My old district, like most, depended on teacher volunteer hours. Heck, for years, the school schedule depended on the assumption that teachers would stop by the office to pick up mail and memos before their actual report time arrived (at which time we were expected to be in our room with students). 

I call "quiet quitting" a bad euphemism for "no longer donating free work to an ungrateful boss." 

The problem for teachers, of course, is that when they stop donating hours, the person who most immediately suffers is that teacher. "I am NOT going to do any preparation of paperwork and handouts outside of school, and then tomorrow I can just.... not have the materials I need to run class." Or maybe "I'll just never grade any papers outside of school hours and  so students can just get their assignments back ten weeks later when the feedback will not serve any educational purpose, and I can just assign two essays this year, accomplishing next to nothing." Yeah, that'll show them.

The job is built wrong, based on the assumption that if the teacher isn't standing up in front of students, the taxpayers aren't getting their money's worth. So they only way to do a decent job and maintain your professional self-respect is to donate the extra time needed to get the work done.

If that weren't enough, this post popped up today, courtesy of Bonnie Dilber on LinkedIN. Here's the opening section:

The "Quiet Quitting" thing is funny to me. I think the real conversation should be around "Quiet Firing" as it's rampant.

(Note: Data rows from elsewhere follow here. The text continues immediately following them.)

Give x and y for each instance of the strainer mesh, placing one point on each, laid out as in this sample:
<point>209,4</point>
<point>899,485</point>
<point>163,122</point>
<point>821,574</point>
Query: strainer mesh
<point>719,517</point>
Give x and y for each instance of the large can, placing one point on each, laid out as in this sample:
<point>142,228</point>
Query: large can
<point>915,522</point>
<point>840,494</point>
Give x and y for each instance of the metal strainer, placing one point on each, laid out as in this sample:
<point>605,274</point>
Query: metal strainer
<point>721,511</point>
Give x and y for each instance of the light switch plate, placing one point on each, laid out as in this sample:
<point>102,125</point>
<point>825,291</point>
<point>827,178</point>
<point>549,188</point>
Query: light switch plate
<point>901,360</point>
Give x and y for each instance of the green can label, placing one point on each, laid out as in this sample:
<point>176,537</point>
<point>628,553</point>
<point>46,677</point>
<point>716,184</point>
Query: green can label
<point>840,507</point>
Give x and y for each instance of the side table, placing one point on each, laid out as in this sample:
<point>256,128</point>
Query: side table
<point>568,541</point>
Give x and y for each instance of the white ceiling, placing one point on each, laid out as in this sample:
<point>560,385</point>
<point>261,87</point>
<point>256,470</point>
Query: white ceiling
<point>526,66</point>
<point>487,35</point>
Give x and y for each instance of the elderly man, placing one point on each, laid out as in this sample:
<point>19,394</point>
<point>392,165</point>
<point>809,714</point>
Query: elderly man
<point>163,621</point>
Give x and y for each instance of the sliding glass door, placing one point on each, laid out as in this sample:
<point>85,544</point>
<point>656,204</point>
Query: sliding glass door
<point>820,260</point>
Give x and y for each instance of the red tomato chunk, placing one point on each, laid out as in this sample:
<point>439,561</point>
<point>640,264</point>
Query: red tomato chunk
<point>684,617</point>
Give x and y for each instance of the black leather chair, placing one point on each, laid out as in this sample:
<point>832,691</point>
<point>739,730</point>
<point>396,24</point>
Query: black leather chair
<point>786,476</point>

You don't receive feedback or praise.

You get raises of 3% or less while others are getting much more.

Your 1:1s are frequently cancelled or shuffled around.

You don't get invited to work on cool projects or stretch opportunities.

You're not kept up-to-date on information that is relevant or critical to your work.

Your manager never talks to you about your career trajectory.

My first thought was that yes, that would suck. My second thought was that this, for teachers, is pretty much every ordinary day.

Feedback or praise? No, just one badly designed teacher evaluation thingy, often rushed through in May with an administrator who is swamped but is required to get these done.

Raises of 3% or less? In a good year, maybe.

Face to face meetings? Does eating lunch with a couple of colleagues in fifteen minutes or less count?

Cool projects? Stretch opportunities? Maybe you get a chance to set up something yourself. Teachers do get lots of squeeze opportunities (Here's a new unit we would like you to squeeze into your 180 days of instruction.)

Up-to-date information? Get your own. And maybe we'll let you know about new district policies before you read about them in the newspaper. Or maybe not.

Career trajectory? Granted, teaching is a career where you start in the middle and then slowly rise to the middle, but still--imagine a teaching job where your boss talked to you about your development as a professional on a regular basis. "Imagine" being the key word.

I read this post and thought, "Holy smokes-- so teachers are regularly treated in a way that the private sector would consider a form of firing??!!" 

You may have a teaching job in which some of these don't apply. I had a good boss or two who actually avoided some of this quiet firing stuff. But I'm afraid too many of us totally recognize this pattern, or maybe just get it on some gut level.\

There are probably other quit things that apply to teaching (for instance, Quietly Treating Grown-up Professionals As If They're Untrustworthy Children), but for right now, these two seem like plenty.